Darüber werden wir uns dann hier unterhalten müssen. Wenn Sie natürlich der Auffassung sind, dass nachmittags nur eine Betreuung erforderlich ist, dann stellt sich natürlich die Frage, ob das Geld des Bundes für Ganztagsschulen richtig angelegt ist.

Im Übrigen will ich Ihnen, Herr Ministerpräsident, sagen, dass der Arbeitgeberverband – das sollten Sie einmal zur Kenntnis nehmen – flächendeckend 20 % Ganztagsschulen fordert. Flächendeckend! Daran sollten Sie sich schon einmal orientieren.

Wir werden auf jeden Fall dafür sorgen, dass die Anträge, die jetzt von Kommunen gestellt werden und die nicht nur Brennpunktschulen betreffen, irgendwann auch einmal dem Landtag vorgelegt werden, Frau Kultusministerin, damit wir das wissen. Es wird ja immer behauptet, es gäbe keine. Wir hoffen, dass es jetzt Hunderte gibt, weil wir in der Zwischenzeit Durchschläge der Anträge bekommen. Aber hier wird uns ja immer erzählt, es gäbe keine Anträge.

Dann erwarten wir, dass diese Anträge genehmigt werden. Der Bund übernimmt die Investitionskosten. Das ist übrigens ein großes Investitionsprogramm für die Kommunen. Auch das muss man einmal sagen. Bisher haben sie sich geweigert, das Geld überhaupt anzunehmen; das war ja bis zum Frühjahr so. Das ist also ein Investitionsprogramm für die Bildung, das der Bund den Kommunen bezahlt. Das Land muss den Rest aufbringen. Aber das sehen wir in Ihrer Politik bisher nicht. Dazu hätten wir im Übrigen heute auch eine Aussage in der Regierungserklärung erwartet.

(Beifall bei der SPD)

Ich sage Ihnen: Die Debatte wird ganz spannend, weil es einen Unterschied zwischen der Regierungspolitik und der Einzelmeinung von Herrn Oettinger gibt. Es hat sogar vor anderthalb Jahren eine Debatte in einem nordwürttembergischen Bezirksverband gegeben, bei der Herr Oettinger mit seinem Anliegen, flächendeckend Ganztagsschulen einzurichten, noch unterlegen ist.

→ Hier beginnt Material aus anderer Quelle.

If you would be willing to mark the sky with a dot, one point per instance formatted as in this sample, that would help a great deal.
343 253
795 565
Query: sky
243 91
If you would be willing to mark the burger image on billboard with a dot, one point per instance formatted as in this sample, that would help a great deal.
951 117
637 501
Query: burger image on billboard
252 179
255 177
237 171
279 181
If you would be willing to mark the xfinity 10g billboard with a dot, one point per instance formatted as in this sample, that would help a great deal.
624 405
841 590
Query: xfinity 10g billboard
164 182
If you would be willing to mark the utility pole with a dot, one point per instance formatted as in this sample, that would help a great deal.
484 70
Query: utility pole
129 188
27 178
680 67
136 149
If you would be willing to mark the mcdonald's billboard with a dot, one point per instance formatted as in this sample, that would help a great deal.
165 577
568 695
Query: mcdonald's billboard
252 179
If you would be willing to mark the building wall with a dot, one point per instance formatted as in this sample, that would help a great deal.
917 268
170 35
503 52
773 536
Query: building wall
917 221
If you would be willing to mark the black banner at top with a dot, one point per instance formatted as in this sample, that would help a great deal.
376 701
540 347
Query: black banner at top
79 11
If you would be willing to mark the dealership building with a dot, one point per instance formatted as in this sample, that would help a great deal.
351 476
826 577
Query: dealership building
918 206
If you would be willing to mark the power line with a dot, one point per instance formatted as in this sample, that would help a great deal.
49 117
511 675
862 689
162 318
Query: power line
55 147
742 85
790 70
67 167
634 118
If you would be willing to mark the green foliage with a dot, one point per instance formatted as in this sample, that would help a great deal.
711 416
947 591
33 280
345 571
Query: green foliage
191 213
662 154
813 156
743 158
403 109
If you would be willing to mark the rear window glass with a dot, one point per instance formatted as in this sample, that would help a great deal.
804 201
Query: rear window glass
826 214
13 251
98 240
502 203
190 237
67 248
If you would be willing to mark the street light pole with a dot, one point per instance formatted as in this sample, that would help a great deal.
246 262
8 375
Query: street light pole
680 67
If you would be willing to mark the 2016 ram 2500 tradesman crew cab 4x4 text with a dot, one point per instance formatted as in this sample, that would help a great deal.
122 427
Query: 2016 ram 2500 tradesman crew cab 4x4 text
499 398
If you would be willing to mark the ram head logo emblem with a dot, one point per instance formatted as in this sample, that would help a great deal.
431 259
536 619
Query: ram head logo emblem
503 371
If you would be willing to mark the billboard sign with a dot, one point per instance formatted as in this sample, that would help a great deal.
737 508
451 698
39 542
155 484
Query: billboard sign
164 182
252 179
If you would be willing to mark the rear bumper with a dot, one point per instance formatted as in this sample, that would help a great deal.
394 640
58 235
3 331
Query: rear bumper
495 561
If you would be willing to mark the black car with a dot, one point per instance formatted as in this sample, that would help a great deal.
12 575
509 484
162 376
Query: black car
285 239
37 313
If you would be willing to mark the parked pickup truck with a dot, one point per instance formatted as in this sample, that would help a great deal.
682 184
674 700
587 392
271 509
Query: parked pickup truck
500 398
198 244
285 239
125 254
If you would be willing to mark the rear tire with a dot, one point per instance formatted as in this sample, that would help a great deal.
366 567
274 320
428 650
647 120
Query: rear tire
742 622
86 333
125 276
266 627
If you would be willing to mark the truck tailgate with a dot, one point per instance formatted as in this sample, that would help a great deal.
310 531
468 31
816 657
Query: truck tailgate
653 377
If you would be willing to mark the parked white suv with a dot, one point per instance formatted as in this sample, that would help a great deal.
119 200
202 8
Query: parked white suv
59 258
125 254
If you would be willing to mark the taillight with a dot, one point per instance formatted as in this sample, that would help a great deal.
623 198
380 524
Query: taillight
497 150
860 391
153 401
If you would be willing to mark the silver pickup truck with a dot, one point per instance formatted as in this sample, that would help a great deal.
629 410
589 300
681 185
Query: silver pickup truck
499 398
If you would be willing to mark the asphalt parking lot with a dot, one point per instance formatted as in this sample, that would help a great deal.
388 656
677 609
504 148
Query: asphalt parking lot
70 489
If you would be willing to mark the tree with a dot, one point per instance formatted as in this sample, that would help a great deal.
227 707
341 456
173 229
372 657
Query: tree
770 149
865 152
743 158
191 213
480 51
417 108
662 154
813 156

(Zuruf des Abg. Alfred Haas CDU)

Insoweit hat sich Ihre Position jetzt vielleicht auch verändert.

Noch etwas zum ÖPNV, Herr Ministerpräsident. Ich finde es ja gut, wenn Sie loben, dass der Bund so viel Geld gibt. Sie haben in der Zwischenzeit 718 Millionen € pro Jahr an Regionalisierungsmitteln eingestrichen. Das ist sehr gut, und das verteilen Sie gut. Wir waren ja auch für eine Regionalisierung, weil ein Land das viel besser machen kann als der Bund.

(Abg. Alfred Haas CDU: Sehr gut! – Abg. Pfister FDP/DVP: Das Gesetz haben wir ja schon lange!)

Darüber gab es doch noch nie eine Diskussion. Nur haben Sie in der Zwischenzeit im Nachtragshaushalt von diesem Betrag 45,27 Millionen € zum Stopfen von Haushaltslöchern verwendet, also nicht für die ursprüngliche Aufgabe.

(Abg. Zeller SPD: Zweckentfremdung!)

Das macht uns den Kampf für weitere Regionalisierungsmittel in Berlin nicht einfach, weil man dort sagt: Wenn ihr Haushaltslöcher stopft, können wir euch das Geld nicht geben.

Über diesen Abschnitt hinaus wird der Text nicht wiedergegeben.